Deborah Calvert daughter of the late Evelyn Calvert, Newport Beach, California

(Report Comment)
Deborah Calvert June 25, 2009 | 2:37 a.m.

It has been said that the true character of a people is shown by how they treat their most vulnerable: the very young, the sick, and the old. By that standard, the richest country in the world looks positively vicious for its treatment of the sick and the old compared to the "undeveloped" and "underdeveloped" countries I have been to. In those places, the old and sick do not have shiny high tech equipment or the latest cure all from Big Pharma or a trained nurse let alone a doctor to attend them. But the sick have someone there all the time to give them water or a bit of food, to turn them or adjust a pillow, to listen or talk or just sit with them. The old are treated with respect, provided good and often the best food as well as first choice of what other comforts are available, and listened to for their wisdom. Yes, of course, people die younger and often of easily curable diseases in those places. But what value is there in living longer if your pain is magnified by neglect and isolation?
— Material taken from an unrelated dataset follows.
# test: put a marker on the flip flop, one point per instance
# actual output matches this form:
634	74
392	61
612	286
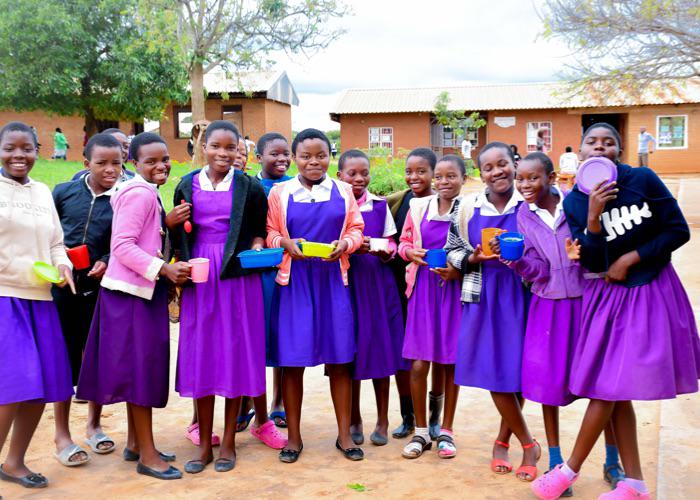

If your caretakers are under-trained, under-respected, underpaid, and so overworked they can't give your the care they know you should have? If you can be "transferred" away from family and friends without warning on the "business decision" of some faceless, nameless corporate bureaucrat? If you are little but a profit source to be discarded without compunction, even some relief, when you "underperform"? Better, I think, a shorter life with some dignity than a longer one as a mere commodity. If we are at ease treating old and sick people, at least those not among the plutocrats, as commodities who's whole value is profitability, why not set children to labor (including sexual labor --good profit there) and harvest the organs of the sick? No, no, we couldn't do that, we value life! That reply reminds me of an Oscar Wilde story. Seems the wit leaned over to a handsome young lady at dinner to ask if she would sleep with him for a million pounds; when she readily agree he asked if she would sleep with him for ten pounds; "what," she cried, "do you take me for a lady of the night?"; Oscar replied, "we've settled that matter already; we're just haggling over price." Americans have settled the matter that we are already greedy souls. We're just working out how to maximize profitability.

(Report Comment)
Ellis Smith June 25, 2009 | 8:02 a.m.

Two comments:

One problem is the societal attitude toward older people in this country. They are treated as a burden rather than as a potential resource. Many Americans past the age of 65 (or 62) are mentally and physically capable of seriously contributing to our society. Those who are not should be accorded dignified treatment.

If you think private corporations are bad, wait until government bureaucracy assumes total control of health care. We'll be pining for the good old days of private management!

(Report Comment)
Mark Foecking June 25, 2009 | 8:48 a.m.

There has been serious talk in countries that ration health care (socialized medicine), about limiting the amount of care they allot to the elderly, and end-of-life care in general. This is not something we even consider in this country.

I agree that the elderly are a tremendous resource. I also notice in poorer areas, the elderly are less isolated. The kids are around more, and friends, neighbors, and churchmates stop over often. When you don't have a lot materially, people become that much more important to you.